Wolff: ... If we can provide answers that can make you more comfortable, we hope we can win you over. If we can't we won't -
Bill: Well, I'm gonna tell you - there's probably about 70 or 80% of people in this town that do not want you... This city is not equipped to handle you. We have eight police officers on the street in the evening... There's gonna be a whole lot of problems associated with a sports complex and a village over there.
Owens: What about the fact that they would bring in revenue to the city, which would enable them to hire more, wouldn't that be a factor also?
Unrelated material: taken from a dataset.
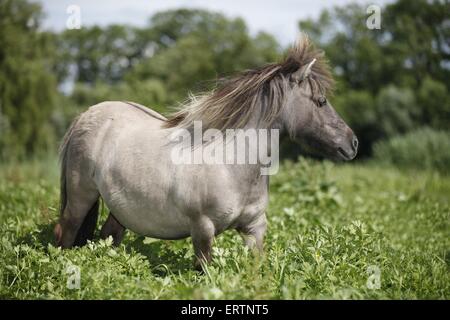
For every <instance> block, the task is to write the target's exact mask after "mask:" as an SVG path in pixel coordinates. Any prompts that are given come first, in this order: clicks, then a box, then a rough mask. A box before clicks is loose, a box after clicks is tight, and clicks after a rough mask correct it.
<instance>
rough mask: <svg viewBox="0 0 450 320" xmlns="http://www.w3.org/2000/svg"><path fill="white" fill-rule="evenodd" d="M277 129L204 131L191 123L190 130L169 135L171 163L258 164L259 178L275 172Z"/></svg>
mask: <svg viewBox="0 0 450 320" xmlns="http://www.w3.org/2000/svg"><path fill="white" fill-rule="evenodd" d="M279 137H280V135H279V130H278V129H254V128H248V129H226V130H225V131H224V132H222V131H220V130H218V129H207V130H205V131H204V132H203V128H202V122H201V121H194V125H193V127H192V128H191V130H188V129H177V130H176V131H174V132H173V133H172V134H171V135H170V137H169V138H170V141H171V142H172V143H173V144H174V145H173V148H172V150H171V160H172V162H173V163H174V164H184V165H190V164H209V165H223V164H231V165H232V164H254V165H256V164H259V165H261V175H272V174H276V173H277V172H278V164H279Z"/></svg>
Bill: No, because the city is not equipped. The city doesn't have the resources. We don't have the fire engines. We don't have the police department. We don't have the ability to handle that crime that gonna be here.
Wolff: Each and every one of your comments - we have room to discuss and give you our answers -
Bill: Unless you want to float the money... the city tried to pass a utility tax twice because they don't have the resources to handle the police department, the fire department, the traffic, etc. -
Wolff: Number one - we're not asking for any taxes to be levied on anybody. The generation of what we do at the village, if - and it is a low density urban village - if it's something the community wants - will generate its own revenue to pay for schools, taxes... We're gonna try to go through a process to answer the very valid questions you're asking. We think baseball is a very clean, healthy, family sport. We have very few incidents or problems where we play today, and we'll have less in Fremont.
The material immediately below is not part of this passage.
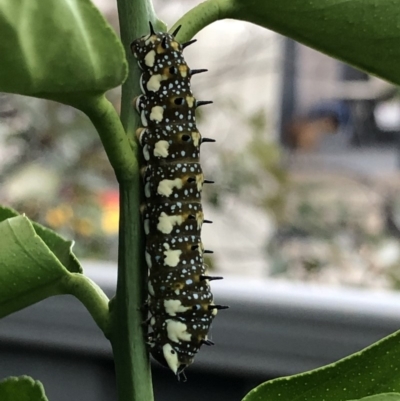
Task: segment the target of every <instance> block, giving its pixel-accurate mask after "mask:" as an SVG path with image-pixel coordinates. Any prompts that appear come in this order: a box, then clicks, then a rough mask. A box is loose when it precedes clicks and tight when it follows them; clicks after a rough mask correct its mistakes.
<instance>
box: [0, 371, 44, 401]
mask: <svg viewBox="0 0 400 401" xmlns="http://www.w3.org/2000/svg"><path fill="white" fill-rule="evenodd" d="M0 400H1V401H48V400H47V397H46V394H45V392H44V388H43V385H42V383H40V382H39V381H36V380H33V379H32V378H31V377H28V376H21V377H8V378H7V379H5V380H3V381H1V382H0Z"/></svg>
Bill: First of all the crime rate in Fremont is rising. You need to look at the statistics. Number two, if you put this on a ballot now, the city won't even let this go to a ballot measure because they know it's going to go down to defeat.
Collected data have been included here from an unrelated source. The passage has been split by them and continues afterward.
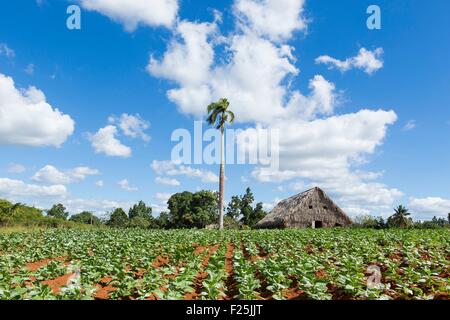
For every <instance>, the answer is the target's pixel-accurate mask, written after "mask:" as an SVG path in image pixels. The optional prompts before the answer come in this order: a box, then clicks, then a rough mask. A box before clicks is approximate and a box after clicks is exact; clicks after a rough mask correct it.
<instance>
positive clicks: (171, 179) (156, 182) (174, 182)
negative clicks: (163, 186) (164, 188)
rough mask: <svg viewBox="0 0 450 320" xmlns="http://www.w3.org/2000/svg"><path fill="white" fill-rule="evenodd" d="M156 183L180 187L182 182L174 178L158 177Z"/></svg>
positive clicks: (167, 185) (164, 184)
mask: <svg viewBox="0 0 450 320" xmlns="http://www.w3.org/2000/svg"><path fill="white" fill-rule="evenodd" d="M155 182H156V183H159V184H163V185H166V186H172V187H178V186H180V185H181V183H180V181H178V180H177V179H173V178H164V177H156V178H155Z"/></svg>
Owens: It's interesting, because that's what I was going to ask. I would have to presume that before you even propose a ballpark, you'd have to do some kind of polling to see if the people wanted it there.
Wolff: We're going through a process of determining what we want to put on the land. Right now that land could be developed with about 3.5 million square feet of office space. Just the same problems (Bill) is talking about could be generated even worse by that.
Wolff went on to say that the A's haven't done a survey, but they have gotten numerous positive phone calls regarding the project.
The "net profit" comment was a bit of a surprise. Here's a quick explanation. Putting an extra 10,000 seats on the ballpark means adding an extra deck. That would cost around $100 million. Over 25 years at 6%, that's around $7 million a year. Divide that figure by $35 per person ($24 per ticket + $11 in concessions), and you need 200,000 extra people per season just to break even on the additional cost associated with the additional seating. That boils down to roughly 2,500 additional attendees per game. Once you get past the 25,000 mark, attendance tends to be marginal. It makes more sense to have additional temporary or portable seating that can be made available for big games.